Players will be paid a prorated portion of their 2020 salaries, depending on how many games are played. For example, if teams play a 100-game schedule, as opposed to the usual 162 games, players would receive about 62% of their full salaries. If teams play an 81-game schedule, players would receive 50% of their salaries. (The examples of 100- and 81-game schedules are for illustrative purposes only; no one knows at this point how many games will be played, if any.)
The Braves’ highest-paid player, first baseman Freddie Freeman, would lose about $8.4 million of his $22 million salary if the season is limited to 100 games and would lose $11 million if it is limited to 81 games.
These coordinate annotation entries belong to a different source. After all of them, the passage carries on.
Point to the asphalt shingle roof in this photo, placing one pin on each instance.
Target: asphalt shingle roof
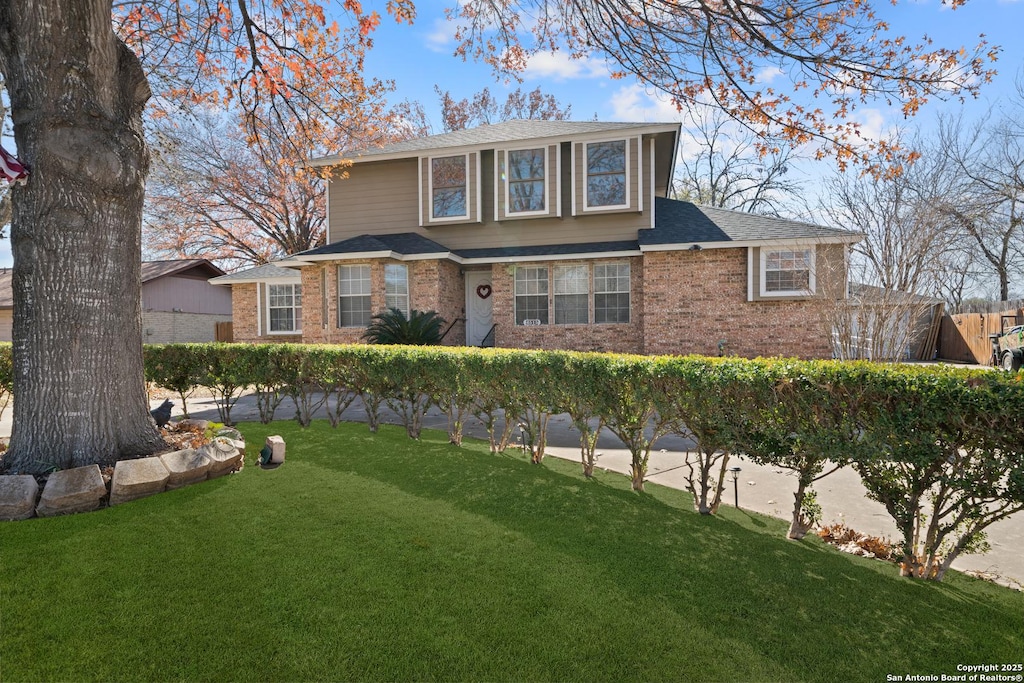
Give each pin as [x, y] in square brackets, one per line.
[491, 134]
[265, 271]
[551, 250]
[400, 243]
[154, 269]
[685, 222]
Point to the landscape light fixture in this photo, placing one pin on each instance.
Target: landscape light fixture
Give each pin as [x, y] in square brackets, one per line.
[735, 484]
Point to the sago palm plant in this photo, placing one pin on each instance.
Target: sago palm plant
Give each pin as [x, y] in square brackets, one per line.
[422, 328]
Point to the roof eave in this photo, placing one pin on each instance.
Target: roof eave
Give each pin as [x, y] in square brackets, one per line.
[369, 156]
[771, 242]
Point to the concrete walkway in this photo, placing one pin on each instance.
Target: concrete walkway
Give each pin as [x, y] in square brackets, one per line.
[765, 489]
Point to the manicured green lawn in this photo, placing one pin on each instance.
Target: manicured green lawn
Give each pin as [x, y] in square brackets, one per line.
[375, 557]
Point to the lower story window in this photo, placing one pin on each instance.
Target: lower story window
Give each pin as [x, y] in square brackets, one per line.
[284, 304]
[571, 294]
[531, 296]
[611, 293]
[787, 271]
[396, 287]
[353, 296]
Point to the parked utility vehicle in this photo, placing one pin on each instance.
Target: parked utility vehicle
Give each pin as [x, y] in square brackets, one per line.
[1008, 346]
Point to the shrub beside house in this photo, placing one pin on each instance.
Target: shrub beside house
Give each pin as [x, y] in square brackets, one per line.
[548, 235]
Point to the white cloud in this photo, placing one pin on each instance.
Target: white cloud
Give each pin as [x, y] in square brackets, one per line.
[635, 103]
[560, 67]
[768, 74]
[441, 38]
[872, 124]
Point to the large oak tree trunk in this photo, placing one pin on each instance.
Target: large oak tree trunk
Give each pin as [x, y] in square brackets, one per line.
[77, 94]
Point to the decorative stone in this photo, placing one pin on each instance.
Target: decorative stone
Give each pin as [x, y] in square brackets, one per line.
[137, 478]
[185, 467]
[224, 456]
[68, 492]
[17, 497]
[276, 445]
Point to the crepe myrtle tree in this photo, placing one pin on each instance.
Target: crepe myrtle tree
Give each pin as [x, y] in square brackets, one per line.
[80, 75]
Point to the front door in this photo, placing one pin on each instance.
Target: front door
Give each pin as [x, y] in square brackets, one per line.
[479, 306]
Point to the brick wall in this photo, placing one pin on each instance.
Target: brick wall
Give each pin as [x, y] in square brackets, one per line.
[622, 337]
[433, 285]
[244, 312]
[681, 302]
[692, 300]
[161, 327]
[244, 317]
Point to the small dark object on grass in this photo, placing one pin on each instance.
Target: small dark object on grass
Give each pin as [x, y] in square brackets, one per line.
[162, 415]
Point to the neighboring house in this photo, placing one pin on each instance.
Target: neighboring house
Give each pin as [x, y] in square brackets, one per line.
[548, 235]
[178, 303]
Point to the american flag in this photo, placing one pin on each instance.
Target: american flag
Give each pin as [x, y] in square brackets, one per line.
[12, 169]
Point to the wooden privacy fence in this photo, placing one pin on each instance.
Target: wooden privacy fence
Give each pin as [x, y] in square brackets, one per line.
[964, 337]
[223, 332]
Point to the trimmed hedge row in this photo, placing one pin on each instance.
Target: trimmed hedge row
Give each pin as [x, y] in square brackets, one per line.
[940, 447]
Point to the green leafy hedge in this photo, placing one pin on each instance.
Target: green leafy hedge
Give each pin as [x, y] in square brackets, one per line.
[940, 447]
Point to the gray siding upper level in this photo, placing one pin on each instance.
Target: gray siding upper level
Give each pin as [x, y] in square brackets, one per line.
[387, 197]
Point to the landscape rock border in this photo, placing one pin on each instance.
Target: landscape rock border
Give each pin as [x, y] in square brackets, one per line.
[84, 488]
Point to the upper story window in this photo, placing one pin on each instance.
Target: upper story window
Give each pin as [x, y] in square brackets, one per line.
[606, 165]
[531, 295]
[353, 296]
[396, 287]
[284, 308]
[526, 180]
[611, 293]
[571, 294]
[449, 186]
[786, 271]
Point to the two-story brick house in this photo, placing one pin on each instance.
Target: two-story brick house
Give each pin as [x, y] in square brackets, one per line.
[548, 235]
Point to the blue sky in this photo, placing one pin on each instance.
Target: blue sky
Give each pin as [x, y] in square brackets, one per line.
[419, 56]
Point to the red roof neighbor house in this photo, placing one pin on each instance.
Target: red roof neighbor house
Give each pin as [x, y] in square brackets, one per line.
[548, 235]
[178, 303]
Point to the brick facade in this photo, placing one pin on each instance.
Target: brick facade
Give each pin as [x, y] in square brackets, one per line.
[695, 299]
[433, 285]
[620, 337]
[681, 302]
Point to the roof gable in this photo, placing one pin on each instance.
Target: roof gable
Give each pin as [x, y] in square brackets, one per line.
[194, 267]
[399, 244]
[518, 130]
[679, 222]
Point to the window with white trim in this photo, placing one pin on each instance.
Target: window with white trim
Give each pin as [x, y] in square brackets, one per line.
[353, 296]
[531, 295]
[284, 308]
[571, 294]
[787, 271]
[526, 187]
[396, 287]
[449, 186]
[611, 293]
[605, 165]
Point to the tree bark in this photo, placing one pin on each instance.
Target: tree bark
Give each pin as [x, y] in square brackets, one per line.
[799, 526]
[77, 95]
Another example: Hamels and Ozuna, both of whom have one-year $18 million contracts, would lose about $6.8 million apiece if only 100 games are played and $9 million apiece if only 81 games are played.
At the other end of the payroll spectrum, a Braves player making slightly above the MLB minimum salary of $563,500 – say, young starting pitcher Mike Soroka – would lose about $215,000 if the season is limited to 100 games.
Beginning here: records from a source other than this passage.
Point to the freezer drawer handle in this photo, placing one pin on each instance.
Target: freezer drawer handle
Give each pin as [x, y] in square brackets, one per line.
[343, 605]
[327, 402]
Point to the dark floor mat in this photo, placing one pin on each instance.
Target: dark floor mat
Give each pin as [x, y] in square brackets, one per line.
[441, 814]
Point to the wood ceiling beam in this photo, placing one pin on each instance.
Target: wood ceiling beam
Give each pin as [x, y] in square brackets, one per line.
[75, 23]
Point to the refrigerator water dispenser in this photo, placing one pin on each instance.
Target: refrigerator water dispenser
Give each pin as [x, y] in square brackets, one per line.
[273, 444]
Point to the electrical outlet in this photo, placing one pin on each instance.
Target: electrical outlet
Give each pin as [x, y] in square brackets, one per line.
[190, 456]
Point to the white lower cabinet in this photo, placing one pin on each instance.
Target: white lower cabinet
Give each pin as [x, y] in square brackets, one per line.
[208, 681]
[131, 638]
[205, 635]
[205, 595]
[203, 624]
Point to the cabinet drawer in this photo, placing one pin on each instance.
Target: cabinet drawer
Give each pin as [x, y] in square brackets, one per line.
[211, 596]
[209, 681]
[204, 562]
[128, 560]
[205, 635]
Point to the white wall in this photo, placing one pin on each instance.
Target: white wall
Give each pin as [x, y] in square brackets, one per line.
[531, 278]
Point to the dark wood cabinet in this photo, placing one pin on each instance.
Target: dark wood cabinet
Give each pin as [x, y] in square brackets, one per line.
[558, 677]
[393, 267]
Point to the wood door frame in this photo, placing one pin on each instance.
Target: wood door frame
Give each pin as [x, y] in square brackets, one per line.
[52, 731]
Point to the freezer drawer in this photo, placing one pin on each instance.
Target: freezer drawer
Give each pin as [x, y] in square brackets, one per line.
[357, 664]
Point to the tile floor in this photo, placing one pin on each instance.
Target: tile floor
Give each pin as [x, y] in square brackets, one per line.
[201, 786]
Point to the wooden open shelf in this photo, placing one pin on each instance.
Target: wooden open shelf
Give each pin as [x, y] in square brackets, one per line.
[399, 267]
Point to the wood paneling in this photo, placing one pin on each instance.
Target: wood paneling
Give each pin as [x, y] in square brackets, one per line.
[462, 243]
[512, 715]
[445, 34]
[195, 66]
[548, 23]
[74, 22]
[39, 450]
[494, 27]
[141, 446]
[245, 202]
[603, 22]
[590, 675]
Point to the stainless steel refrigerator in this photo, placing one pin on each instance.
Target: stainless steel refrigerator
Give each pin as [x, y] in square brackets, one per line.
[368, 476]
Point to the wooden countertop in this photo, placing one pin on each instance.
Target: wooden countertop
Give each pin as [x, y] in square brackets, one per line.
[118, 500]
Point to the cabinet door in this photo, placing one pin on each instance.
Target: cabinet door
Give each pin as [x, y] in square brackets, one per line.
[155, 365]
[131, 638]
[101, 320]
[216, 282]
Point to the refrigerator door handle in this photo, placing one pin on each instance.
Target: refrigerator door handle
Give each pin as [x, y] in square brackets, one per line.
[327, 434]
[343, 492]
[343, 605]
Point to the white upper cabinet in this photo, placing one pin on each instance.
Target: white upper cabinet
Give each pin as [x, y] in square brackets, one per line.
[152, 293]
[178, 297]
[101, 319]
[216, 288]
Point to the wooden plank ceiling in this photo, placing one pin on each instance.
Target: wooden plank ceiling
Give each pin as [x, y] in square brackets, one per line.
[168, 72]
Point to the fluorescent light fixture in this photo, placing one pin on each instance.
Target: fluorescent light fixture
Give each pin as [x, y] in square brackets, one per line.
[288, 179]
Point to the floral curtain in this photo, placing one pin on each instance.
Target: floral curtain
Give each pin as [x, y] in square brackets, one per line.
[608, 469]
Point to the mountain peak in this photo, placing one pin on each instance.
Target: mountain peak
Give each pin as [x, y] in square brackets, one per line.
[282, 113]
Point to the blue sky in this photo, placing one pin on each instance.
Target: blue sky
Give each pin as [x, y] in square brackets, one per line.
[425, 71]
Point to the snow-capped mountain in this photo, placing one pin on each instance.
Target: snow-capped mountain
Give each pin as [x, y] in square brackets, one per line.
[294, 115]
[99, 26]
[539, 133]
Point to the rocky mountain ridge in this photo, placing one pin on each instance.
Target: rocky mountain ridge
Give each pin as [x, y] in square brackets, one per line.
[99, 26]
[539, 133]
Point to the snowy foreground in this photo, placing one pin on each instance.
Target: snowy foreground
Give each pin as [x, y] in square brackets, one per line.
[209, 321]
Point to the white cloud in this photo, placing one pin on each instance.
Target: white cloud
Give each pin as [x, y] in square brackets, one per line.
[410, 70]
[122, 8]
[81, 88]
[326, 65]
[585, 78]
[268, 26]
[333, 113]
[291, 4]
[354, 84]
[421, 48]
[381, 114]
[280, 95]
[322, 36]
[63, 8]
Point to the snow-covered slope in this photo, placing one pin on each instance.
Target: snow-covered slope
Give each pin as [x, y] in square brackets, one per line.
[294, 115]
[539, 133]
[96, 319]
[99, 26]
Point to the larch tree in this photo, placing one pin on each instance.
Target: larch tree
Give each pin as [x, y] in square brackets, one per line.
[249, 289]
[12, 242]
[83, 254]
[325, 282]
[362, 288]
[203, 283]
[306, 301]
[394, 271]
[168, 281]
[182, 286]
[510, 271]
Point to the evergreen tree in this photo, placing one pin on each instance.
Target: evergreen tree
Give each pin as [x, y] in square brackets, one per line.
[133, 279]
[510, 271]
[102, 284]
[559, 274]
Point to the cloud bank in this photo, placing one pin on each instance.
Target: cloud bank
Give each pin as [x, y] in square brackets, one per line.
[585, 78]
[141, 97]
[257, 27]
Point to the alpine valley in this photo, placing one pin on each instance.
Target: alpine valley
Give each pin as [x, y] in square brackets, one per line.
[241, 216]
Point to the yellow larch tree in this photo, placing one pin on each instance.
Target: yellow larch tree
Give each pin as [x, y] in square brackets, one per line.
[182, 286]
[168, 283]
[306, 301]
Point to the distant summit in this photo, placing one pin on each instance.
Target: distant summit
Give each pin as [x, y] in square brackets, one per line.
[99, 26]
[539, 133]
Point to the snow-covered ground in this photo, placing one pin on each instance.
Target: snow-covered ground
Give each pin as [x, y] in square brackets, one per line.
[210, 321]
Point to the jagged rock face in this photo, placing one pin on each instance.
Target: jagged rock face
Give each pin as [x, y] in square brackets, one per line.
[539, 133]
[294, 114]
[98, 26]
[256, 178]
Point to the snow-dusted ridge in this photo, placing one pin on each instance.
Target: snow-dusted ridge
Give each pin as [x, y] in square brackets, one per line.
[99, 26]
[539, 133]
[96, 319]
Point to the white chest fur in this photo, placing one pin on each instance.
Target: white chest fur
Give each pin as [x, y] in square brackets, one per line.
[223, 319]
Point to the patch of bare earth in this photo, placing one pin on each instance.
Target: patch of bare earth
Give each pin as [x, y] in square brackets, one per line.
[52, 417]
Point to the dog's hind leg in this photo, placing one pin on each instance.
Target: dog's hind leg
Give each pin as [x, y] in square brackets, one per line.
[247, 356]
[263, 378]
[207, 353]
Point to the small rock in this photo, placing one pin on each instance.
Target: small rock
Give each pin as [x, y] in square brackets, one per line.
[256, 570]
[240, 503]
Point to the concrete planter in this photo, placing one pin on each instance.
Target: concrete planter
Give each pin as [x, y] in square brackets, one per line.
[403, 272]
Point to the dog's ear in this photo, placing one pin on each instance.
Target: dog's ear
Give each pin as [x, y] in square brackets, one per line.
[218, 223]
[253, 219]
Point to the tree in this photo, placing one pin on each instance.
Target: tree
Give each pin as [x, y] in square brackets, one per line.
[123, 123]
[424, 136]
If no games are played this year, players won’t receive any of their 2020 salaries except for advances that will be paid over the next two months.
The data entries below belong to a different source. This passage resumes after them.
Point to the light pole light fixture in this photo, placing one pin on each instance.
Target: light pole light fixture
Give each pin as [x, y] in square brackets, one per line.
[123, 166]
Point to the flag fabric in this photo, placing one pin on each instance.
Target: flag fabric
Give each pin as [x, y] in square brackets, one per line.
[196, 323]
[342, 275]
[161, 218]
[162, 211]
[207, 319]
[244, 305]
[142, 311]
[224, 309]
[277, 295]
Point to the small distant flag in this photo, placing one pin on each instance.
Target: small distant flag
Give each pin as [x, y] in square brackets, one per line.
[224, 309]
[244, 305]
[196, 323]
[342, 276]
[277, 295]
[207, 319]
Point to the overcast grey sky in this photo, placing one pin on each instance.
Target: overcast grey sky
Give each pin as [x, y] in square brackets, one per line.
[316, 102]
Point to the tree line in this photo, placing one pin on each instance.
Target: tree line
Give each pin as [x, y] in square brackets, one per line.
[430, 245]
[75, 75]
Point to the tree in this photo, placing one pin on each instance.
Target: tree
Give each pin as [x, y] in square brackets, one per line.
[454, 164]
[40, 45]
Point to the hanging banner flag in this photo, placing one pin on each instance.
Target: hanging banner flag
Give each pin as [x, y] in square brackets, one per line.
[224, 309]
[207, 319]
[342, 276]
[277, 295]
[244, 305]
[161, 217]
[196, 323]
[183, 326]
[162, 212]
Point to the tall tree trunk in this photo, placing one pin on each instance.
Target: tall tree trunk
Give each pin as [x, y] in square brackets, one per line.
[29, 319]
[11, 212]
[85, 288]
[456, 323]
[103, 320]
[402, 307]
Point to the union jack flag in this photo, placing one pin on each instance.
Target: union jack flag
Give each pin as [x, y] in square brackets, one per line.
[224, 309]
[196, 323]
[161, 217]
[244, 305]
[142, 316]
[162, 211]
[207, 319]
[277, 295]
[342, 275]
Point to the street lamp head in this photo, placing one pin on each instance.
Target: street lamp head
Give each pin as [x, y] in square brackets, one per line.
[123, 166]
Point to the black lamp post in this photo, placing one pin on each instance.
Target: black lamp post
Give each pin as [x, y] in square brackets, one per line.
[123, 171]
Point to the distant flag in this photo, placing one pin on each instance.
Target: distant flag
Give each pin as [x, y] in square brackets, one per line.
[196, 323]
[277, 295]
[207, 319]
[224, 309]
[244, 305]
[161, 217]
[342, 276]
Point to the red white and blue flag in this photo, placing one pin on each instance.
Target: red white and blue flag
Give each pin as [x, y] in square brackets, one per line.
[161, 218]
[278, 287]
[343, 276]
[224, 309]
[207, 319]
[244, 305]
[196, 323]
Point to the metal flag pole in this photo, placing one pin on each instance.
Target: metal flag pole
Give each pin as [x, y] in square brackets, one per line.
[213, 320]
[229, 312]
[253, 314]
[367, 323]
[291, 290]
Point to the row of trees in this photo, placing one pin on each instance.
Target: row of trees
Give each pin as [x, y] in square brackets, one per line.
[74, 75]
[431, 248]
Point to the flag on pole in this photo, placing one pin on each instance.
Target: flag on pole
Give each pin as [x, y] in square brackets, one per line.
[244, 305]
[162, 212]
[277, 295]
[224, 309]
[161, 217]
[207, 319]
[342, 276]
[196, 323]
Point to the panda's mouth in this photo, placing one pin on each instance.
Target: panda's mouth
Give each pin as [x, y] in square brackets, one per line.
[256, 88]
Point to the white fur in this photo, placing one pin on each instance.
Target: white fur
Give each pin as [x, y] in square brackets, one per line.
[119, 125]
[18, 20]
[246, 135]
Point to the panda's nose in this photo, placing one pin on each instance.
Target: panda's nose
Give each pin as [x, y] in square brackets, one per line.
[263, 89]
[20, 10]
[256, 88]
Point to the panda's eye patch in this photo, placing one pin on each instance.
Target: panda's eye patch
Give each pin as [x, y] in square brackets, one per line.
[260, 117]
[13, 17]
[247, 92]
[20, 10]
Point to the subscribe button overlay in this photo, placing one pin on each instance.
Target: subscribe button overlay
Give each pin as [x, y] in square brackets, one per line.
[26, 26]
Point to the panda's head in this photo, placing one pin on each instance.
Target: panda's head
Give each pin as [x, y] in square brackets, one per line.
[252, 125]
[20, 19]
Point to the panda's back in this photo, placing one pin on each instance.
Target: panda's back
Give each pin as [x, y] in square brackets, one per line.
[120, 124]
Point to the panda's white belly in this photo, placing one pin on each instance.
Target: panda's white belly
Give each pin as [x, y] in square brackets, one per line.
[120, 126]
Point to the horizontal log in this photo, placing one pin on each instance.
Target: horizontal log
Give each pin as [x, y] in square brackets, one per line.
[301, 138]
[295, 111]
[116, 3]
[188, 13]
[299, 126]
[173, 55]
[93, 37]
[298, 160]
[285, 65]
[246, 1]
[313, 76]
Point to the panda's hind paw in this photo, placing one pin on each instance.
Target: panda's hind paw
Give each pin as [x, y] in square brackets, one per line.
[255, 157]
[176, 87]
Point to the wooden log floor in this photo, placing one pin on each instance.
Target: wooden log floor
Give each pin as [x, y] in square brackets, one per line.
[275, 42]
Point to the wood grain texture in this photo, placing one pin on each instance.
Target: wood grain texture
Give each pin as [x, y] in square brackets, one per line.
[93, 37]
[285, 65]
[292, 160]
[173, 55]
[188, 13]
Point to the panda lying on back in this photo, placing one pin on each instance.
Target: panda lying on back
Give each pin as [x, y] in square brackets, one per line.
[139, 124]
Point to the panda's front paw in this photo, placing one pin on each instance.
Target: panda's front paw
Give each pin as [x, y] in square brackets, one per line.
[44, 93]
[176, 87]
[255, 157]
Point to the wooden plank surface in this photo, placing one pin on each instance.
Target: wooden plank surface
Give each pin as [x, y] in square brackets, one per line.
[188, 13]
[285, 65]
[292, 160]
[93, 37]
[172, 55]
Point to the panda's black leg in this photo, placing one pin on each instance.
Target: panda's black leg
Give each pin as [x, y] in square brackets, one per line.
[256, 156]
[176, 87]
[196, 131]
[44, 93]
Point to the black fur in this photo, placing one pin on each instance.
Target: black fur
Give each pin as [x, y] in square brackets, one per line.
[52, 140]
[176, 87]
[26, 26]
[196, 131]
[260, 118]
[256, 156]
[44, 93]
The agreement between MLB and the MLB Players Association provides that players across the 30 teams will receive a total of up to $170 million in advances -- $5.67 million per team on average – toward their 2020 salaries in April and May. If games are eventually played, those advances will be paid back as deductions from the players’ paychecks. If the season is canceled altogether, the players won’t have to reimburse teams for the advances.
Players with major-league contracts and three or more years experience are expected to receive advances of about $150,000 per month in April and May. Other players with major-league contracts, or players with so-called “split” contracts that specify different salaries for playing in the majors or minors, will receive smaller advances. Non-roster invitees to spring training, such as the Braves’ Charlie Culberson and Felix Hernandez, aren’t covered by the provision for advances.
If there's no season, the Braves would be on the hook for $5.67 million in salary advances, but not for the rest of their approximately $150 million player payroll. Of course, the team's revenue -- $476 million last year -- would largely disappear, too.
Even if no games are played this year, player contracts that were scheduled to expire after the 2020 season will still end at that point. That’s why, if the season is canceled, Ozuna and Hamels could become free agents again without playing a regular-season game for the Braves. (Because of injury, Hamels hadn’t appeared in a spring training when MLB shut down.) Similarly, even if there are no games this season, Freeman would remain eligible for free agency after the 2021 season, the last year of his current contract.
A key issue in the MLB-MLBPA agreement is the handling of “service time,” which is a crucial economic factor in the game because it drives first-time eligibility for free agency and salary arbitration. Players are eligible for free agency after six years of service and for arbitration after three years of service (or slightly less in some cases).
All players who received a full year of service time in 2019 will receive the same in 2020 if no games are played. If a reduced number of games are played, players will receive a full year of service time if they’re in the majors for all of the shortened schedule. In the Braves’ case, the service-time agreement means pitchers Soroka and Max Fried can remain on track for arbitration before the 2022 season and shortstop Dansby Swanson on track for free agency after the 2022 season.
Although no one knows when the 2020 season can begin, the MLB-MLBPA agreement makes clear that both sides will seek to play as many games as possible after it is determined safe to do so. Left open are such options as playing games with or without fans in attendance, playing games at neutral sites, changing the postseason format and pushing back the start of the postseason by playing regular-season games later in the year than originally scheduled.
Moving the postseason back, say, a month or more could lead to playing the World Series or other playoff series at warm-weather neutral sites or in domed stadiums, but no decision has been made on that. It’s a decision MLB hopes will need to be made at some point.